Third, it is concerning that the majority of primary data or even mere summary statistics that document the Mozart effect were unavailable even upon request from the authors. All but one of the studies that had been excluded due to insufficient availability of (summary) data had reported a positive specific Mozart effect in their respective publications. This is particularly concerning because except for one study, all of these studies have been published from 2010 onwards, thus having been published in a time when (i) the awareness of the importance about open science practices should have substantially increased in empirical sciences as evidenced by changes in publication bias detection efforts19 and (ii) data sharing practices as well as data availability mandates have been increasingly implemented in Psychology journals in general and those journals that these studies have been published in particular (all journals whose data we could not obtain upon request either mandated or at the very least encouraged authors to share their data).

This is problematic, because despite the uncertain value of non-transparently documented outcomes, the increased attention by both the scientific community and the public on seemingly spectacular outcomes may lead to a perception of (unfounded) authority (i.e., leading readers to assume that a well-established effect exists although there is only little supporting evidence for the finding in question31).
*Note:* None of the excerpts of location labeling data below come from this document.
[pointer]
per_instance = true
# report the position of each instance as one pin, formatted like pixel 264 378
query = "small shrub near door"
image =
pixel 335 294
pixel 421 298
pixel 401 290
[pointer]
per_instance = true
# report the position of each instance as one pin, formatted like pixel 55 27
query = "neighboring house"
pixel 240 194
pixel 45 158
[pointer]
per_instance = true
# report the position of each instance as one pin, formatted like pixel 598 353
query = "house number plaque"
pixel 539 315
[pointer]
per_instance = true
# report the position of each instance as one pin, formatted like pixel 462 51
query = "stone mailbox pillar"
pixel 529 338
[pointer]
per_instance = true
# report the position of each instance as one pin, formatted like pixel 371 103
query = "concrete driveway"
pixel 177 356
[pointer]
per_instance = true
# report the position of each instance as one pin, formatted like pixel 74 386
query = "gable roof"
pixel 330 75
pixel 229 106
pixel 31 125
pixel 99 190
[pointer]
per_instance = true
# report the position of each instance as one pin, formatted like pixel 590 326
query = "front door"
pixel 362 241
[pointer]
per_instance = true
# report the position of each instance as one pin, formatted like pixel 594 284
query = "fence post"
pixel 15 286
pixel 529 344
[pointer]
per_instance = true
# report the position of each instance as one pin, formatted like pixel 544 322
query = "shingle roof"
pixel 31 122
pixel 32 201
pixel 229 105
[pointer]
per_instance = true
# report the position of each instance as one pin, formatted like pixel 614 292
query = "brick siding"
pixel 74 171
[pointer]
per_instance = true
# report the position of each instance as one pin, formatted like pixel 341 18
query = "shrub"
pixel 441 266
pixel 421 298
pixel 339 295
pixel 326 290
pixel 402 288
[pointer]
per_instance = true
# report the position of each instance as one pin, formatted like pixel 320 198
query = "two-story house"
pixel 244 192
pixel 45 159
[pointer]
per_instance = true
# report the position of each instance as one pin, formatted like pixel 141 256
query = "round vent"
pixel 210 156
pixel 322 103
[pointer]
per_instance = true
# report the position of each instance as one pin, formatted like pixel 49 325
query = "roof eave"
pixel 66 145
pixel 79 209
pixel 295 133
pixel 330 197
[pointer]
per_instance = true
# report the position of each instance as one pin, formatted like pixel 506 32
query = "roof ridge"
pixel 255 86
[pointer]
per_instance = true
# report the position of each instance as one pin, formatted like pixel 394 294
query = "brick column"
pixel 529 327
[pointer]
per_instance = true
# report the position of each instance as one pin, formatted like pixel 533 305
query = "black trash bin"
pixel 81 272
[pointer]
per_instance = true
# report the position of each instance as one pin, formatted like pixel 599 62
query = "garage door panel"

Novel scientometric measures support this interpretation. For instance, altmetrics for a recently published paper on the Mozart effect on epilepsy indicate considerable readership attention (e.g., within journal performance: percentile 99 of online attention compared to all other articles; among the top 50 of most downloaded papers; editor’s choice collection in chronic diseases), yet no data (or response) were obtainable upon request from the corresponding authors (see, Table S2). We do not mean to suggest, that results from underdocumented findings are necessarily flawed, but their value for answering specific research questions is uncertain. However, we presently observed that (i) most (ostensibly supporting) evidence cannot be evaluated, because numerical results are not reported or unavailable upon request and (ii) the available evidence provides insufficient support for a (specific) Mozart effect for epilepsy.

In all, our meta-analysis shows that there is no meaningful support for a beneficial effect of listening to Mozart’s sonata KV448 on any medically relevant conditions, let alone a specific Mozart effect for epilepsy. Unfounded authority, underpowered studies, and non-transparent reporting appear to be the main drivers of the Mozart effect myth.